O rei de Salém e as duas pedras no bolso

O miolo é fábula de viagem, não romance psicológico. O narrador fica em terceira pessoa e a certa distância, no tom de quem conta uma parábola em voz alta, e o texto inteiro cabe em 208 páginas de capítulo curto.

A cena que dispara o livro cabe em quatro linhas: um pastor andaluz dorme numa igreja abandonada, sob um sicômoro que cresceu na sacristia, e sonha duas vezes com uma criança que o leva até um tesouro enterrado ao pé das pirâmides do Egito.

Ele leva o sonho a uma cigana, que cobra um décimo do tesouro para interpretar o óbvio. Depois encontra um velho de barba branca que se apresenta como Melquisedec, rei de Salém, e cobra outro décimo, dessa vez em ovelhas.

O velho entrega duas pedras, Urim e Tumim, uma branca e uma preta, para responder sim e não quando os sinais falharem. E entrega o vocabulário que sustenta o livro inteiro: Lenda Pessoal, sinais, Alma do Mundo.

O plano quebra no primeiro dia africano. Em Tânger o rapaz é roubado pelo guia recém-contratado e passa onze meses numa loja de cristais no alto de uma ladeira.

O livro não esconde o destino do tesouro, e a última página confirma o que a primeira já sugeria. O que ele guarda para o fim é o preço da travessia, não o lugar do baú.

A segunda metade é deserto. Uma caravana atravessa o Saara em plena guerra tribal, um inglês viaja atrás de um alquimista de duzentos anos, o oásis de Al-Fayoum aparece com suas cinquenta mil tamareiras, e Fátima aparece no poço.

O alquimista entra tarde e conduz o resto. Ele fala pouco, testa muito e empurra o rapaz para o trecho mais estranho do romance, a cena em que o pastor precisa conversar com o deserto, com o vento e com o sol para virar tempestade.

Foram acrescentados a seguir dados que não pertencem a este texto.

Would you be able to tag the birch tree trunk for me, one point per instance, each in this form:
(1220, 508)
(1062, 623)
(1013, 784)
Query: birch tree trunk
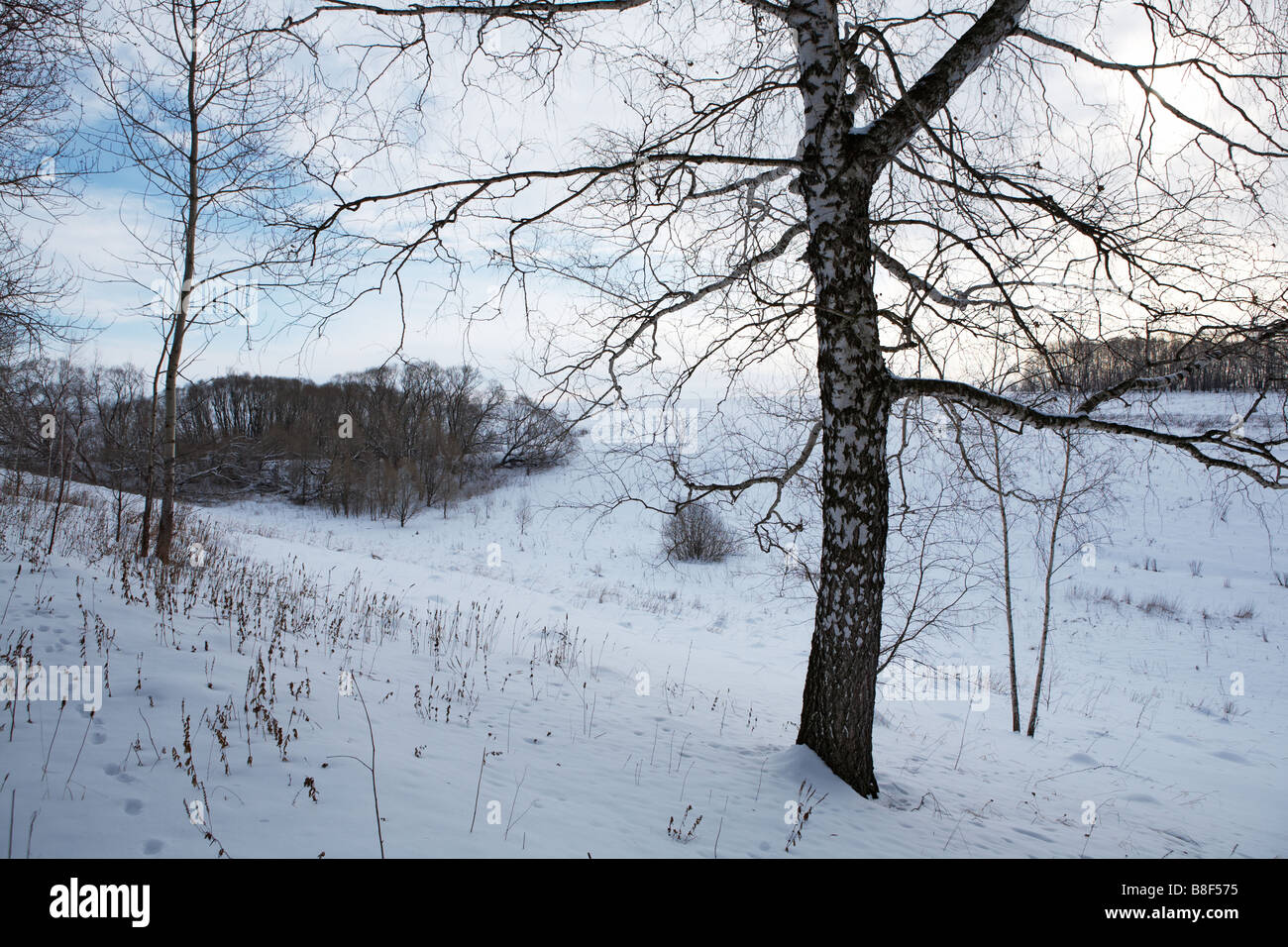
(165, 527)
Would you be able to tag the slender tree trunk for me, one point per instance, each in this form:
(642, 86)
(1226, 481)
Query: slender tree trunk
(165, 528)
(1006, 579)
(1050, 571)
(146, 527)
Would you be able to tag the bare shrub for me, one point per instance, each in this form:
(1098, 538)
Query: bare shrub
(697, 534)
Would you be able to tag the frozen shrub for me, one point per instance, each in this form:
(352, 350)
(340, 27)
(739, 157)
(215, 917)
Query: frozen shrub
(697, 534)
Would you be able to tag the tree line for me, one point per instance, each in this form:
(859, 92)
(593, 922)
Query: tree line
(381, 442)
(1093, 365)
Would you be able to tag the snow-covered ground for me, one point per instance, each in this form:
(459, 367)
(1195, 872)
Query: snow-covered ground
(552, 686)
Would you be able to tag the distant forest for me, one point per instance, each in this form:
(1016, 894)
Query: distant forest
(1089, 365)
(381, 442)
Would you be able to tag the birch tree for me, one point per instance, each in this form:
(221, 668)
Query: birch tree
(868, 193)
(209, 114)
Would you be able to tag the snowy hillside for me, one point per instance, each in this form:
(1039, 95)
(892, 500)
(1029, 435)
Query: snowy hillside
(529, 678)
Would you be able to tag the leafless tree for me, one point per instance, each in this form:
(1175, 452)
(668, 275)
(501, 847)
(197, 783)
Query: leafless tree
(211, 112)
(874, 195)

A escrita é de frase curta e vocabulário estreito, feita para atravessar tradução. Quase não há trocadilho, gíria ou período longo para quebrar no caminho até outra língua.

O que ele entrega em uma linha: estrada com começo, meio e volta, leitura de três horas e um punhado de frases que grudam. O que ele não entrega: densidade psicológica, personagem secundário com vida própria e surpresa para quem já leu as máximas em legenda de rede social.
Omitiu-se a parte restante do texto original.